From the jungle to the desert, the world’s newest female chef, Leonor Espinosa, is inspired by Colombia’s vast biodiversity, painful history and often overlooked traditional community. I’m getting it.

She is not only a cook but also an activist, traveling to every corner of her country to learn indigenous cuisine and calling out to those who feel abandoned in areas suffering from poverty and decades of violence. increase.

“My food tastes like mandate culture, forgotten areas, ancestral techniques, smoke, pain, etc.,” she was named by the panel as the world’s best female chef 2022. Later, I told AFP in Bogotá. She was named one of the 50 Best Restaurants in the World.

“It’s also a taste of joy, plantain, cassava, soil after rain, desert ecosystem. There are many poems in my kitchen.”

In appointing Espinosa as the winner, the Top 50 Panel described her as “a versatile Colombian chef who blends art, politics and gastronomy.”

At her restaurant Leo in the heart of Bogotá, “She is trying to use gastronomy as a tool for socio-economic development, while at the same time creating a unique, bold and profound culinary style that sets her apart from her contemporaries.
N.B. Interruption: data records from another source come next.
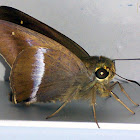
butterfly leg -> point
(65, 102)
(126, 94)
(12, 98)
(94, 110)
(117, 98)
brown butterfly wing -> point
(20, 18)
(15, 38)
(45, 74)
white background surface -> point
(101, 27)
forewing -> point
(45, 74)
(20, 18)
(15, 38)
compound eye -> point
(101, 73)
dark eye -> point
(101, 73)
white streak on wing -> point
(38, 70)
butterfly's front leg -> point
(122, 89)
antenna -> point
(127, 59)
(128, 79)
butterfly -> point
(47, 66)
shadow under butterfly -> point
(47, 66)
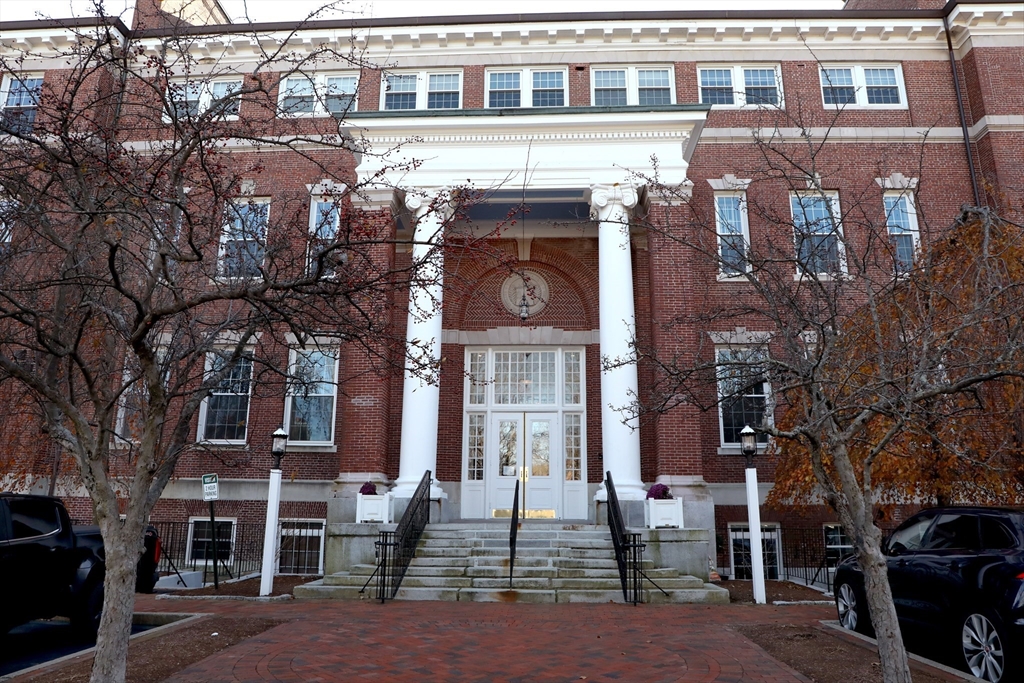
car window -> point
(994, 536)
(909, 537)
(32, 517)
(953, 531)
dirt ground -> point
(742, 591)
(249, 587)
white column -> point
(620, 441)
(754, 521)
(421, 393)
(270, 535)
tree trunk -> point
(119, 604)
(892, 652)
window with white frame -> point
(877, 86)
(818, 233)
(325, 220)
(309, 407)
(323, 94)
(742, 391)
(201, 540)
(224, 414)
(18, 101)
(301, 549)
(189, 98)
(243, 242)
(739, 551)
(901, 223)
(526, 87)
(733, 233)
(422, 91)
(740, 85)
(632, 85)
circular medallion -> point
(529, 283)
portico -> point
(556, 161)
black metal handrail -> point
(513, 532)
(395, 549)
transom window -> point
(526, 87)
(224, 414)
(901, 223)
(818, 233)
(878, 86)
(19, 100)
(244, 238)
(311, 390)
(323, 94)
(422, 91)
(740, 86)
(644, 86)
(733, 233)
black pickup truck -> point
(49, 568)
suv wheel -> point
(852, 609)
(984, 647)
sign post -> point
(211, 492)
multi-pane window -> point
(645, 86)
(18, 101)
(325, 221)
(733, 235)
(324, 94)
(475, 444)
(524, 378)
(742, 391)
(201, 541)
(422, 91)
(854, 85)
(818, 233)
(190, 98)
(526, 87)
(301, 547)
(573, 379)
(311, 391)
(901, 223)
(244, 238)
(739, 85)
(224, 415)
(573, 446)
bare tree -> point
(151, 265)
(881, 337)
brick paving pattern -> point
(452, 641)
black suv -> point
(957, 574)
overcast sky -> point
(278, 10)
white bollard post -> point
(754, 520)
(270, 537)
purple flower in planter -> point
(659, 493)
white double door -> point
(526, 449)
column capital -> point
(611, 202)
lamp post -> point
(280, 440)
(749, 445)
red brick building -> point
(920, 100)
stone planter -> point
(375, 509)
(664, 513)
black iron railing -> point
(513, 531)
(395, 549)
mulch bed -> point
(826, 657)
(160, 657)
(247, 588)
(742, 591)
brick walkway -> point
(453, 641)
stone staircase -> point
(555, 562)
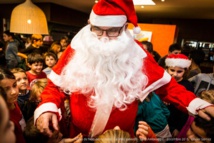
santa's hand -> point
(77, 139)
(43, 123)
(142, 131)
(207, 112)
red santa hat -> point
(177, 60)
(114, 13)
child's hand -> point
(77, 139)
(142, 131)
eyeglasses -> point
(112, 32)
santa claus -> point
(106, 72)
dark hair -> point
(3, 94)
(149, 46)
(51, 53)
(32, 134)
(174, 47)
(8, 33)
(35, 58)
(6, 73)
(207, 126)
(197, 56)
(17, 70)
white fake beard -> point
(105, 71)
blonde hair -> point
(207, 95)
(115, 136)
(37, 87)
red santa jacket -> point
(82, 116)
I made it. “”

-Self-study-

Born in Cartagena, in the southwestern part of the country, Espinosa grew up in Cartagena on the Caribbean coast and learned to cook.

She studied economics and art and worked in advertising at the age of 35 before jumping into the kitchen.

In 2017 she was anointed with the best female chef in Latin America.

In order to provide her restaurant with a menu that incorporates its trademark natives and farmers, she traversed Colombia endlessly to record the history of its cuisine.

She incorporates many traditional ingredients into her repertoire. From exotic fruits and Andean tubers to ants and larvae, she brings the tradition of bushes to the city’s five-star taste.

Espinosa’s exploration and uplifting agenda often took her to some parts of Colombia’s nearly 60-year-old civil war.

Much of this work is done at her Funleo Foundation, which was founded in 2008 and won the Basque World Award nine years later for promoting the gastronomic traditions of the indigenous and Afro-Colombian communities.

“This award sheds light on communities that have struggled for years to recognize their ancestral values ​​and their contribution to the country’s cultural identity,” said Espinosa at the time.

“This is a way to mitigate the silence created by armed conflict, injustice and exclusion.”

With nose piercings and a shy smile, Espinosa told AFP that salt-worthy cooks were also anthropologists, political scientists, and artists.

If the chef is a woman, they also need to have thick and tenacious skin.

Women have traditionally been responsible for cooking in Colombia, but the world of fine dining has always been dominated by men, said Espinosa, a hurdle she experienced.

But she wasn’t easily postponed.

“Since I was a kid, I’ve clearly shown that no one else wants to be me,” she told AFP.

“I’m myself … I’m rebellious, irreverent, and curious.”